Q、順天堂大学に進んだきっかけは何ですか。
A、順天堂大学と明治大学の練習に参加させていただきました。明治大学は練習の強度が高いですし、大学サッカーを引っ張るチームの一つで、タイトルも多く獲得しています。初めは明治大学に行こうと考えていました。順天堂大学では、強い選手よりは上手い選手が多くいた印象がありました。自分は、もっとサッカーの技術が上手くなりたい気持ちが大きく、実際に練習参加をして上手い選手が多くいることを知ることができたので順天堂大学に進路を決めました。
Q、U-18、大学とキャプテンを務めていたと思いますが。キャプテンを任されるのは自分のどんなところが評価されたからだと感じていますか。

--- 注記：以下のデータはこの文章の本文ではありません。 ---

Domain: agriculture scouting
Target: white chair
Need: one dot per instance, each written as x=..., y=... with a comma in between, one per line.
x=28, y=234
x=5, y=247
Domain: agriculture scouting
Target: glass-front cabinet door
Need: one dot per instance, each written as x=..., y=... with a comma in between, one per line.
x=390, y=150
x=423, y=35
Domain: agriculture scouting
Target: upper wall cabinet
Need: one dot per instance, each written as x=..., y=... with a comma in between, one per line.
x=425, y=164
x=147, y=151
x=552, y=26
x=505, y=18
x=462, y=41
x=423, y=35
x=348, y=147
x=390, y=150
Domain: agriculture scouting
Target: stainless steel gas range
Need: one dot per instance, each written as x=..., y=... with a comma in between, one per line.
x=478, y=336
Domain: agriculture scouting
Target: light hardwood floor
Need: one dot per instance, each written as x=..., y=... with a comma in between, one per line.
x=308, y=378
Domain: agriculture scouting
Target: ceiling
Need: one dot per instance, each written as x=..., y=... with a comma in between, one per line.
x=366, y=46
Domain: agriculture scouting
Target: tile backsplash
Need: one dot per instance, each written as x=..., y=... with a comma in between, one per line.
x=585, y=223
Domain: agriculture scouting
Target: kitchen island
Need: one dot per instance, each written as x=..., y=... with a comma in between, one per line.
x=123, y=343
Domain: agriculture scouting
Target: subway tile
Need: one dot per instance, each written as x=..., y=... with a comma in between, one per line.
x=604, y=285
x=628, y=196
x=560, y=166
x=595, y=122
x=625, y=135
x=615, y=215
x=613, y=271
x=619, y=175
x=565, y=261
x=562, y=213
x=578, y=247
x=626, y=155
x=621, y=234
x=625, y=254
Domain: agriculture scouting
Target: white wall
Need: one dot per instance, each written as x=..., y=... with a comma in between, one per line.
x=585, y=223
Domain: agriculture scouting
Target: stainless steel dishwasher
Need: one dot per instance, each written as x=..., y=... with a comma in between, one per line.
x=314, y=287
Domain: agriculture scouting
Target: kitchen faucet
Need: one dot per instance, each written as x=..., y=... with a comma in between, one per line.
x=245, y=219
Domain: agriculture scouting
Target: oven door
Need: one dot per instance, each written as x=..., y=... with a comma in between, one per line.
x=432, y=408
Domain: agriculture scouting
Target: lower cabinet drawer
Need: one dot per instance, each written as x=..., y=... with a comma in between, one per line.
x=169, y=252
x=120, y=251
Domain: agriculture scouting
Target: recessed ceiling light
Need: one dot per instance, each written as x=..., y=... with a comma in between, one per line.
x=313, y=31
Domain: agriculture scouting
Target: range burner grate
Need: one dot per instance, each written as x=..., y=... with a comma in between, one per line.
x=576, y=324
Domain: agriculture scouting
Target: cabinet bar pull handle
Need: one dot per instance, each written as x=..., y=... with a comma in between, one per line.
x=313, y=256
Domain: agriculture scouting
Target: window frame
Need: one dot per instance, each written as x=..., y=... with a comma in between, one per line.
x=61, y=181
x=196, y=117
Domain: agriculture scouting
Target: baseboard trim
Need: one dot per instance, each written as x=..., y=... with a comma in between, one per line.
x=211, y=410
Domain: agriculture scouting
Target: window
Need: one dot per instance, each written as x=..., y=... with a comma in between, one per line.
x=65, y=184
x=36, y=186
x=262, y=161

A、自分が一番大事にしている、フォア・ザ・チームの部分で評価してもらえていたと思います。試合中も味方に声をかける回数を多くしたり、そこはキャプテンを任される前から意識して取り組んでいました。
Q、恩師にあたる存在はいますか。成長のきっかけになったターニングポイントなどはありますか。
A、これまで携わっていただいた関係者の方々です。本当に良い監督、コーチ、スタッフに巡り合い指導していただきました。全員が恩師ですが、中学一年のころに指導していただいていた、北慎コーチは凄く自分に気にかけてくれて話しかけてくれていました。上手くいかない時も色々と教えてくれました。凄く感謝しています。順天堂大学の監督だった堀池巧さんにも色々と教えていただきました。一番成長したと感じた大学4年間だったので本当に感謝しています。
Q、怪我の期間もあったと思いますがいかがですか。
A、大学リーグが始まる直前での怪我でした。凄く焦りというよりかは悔しい気持ちが強かったです。起きてしまったことはしょうがないと気持ちを切り替えて、いち早くピッチに戻れるようにリハビリをしていました。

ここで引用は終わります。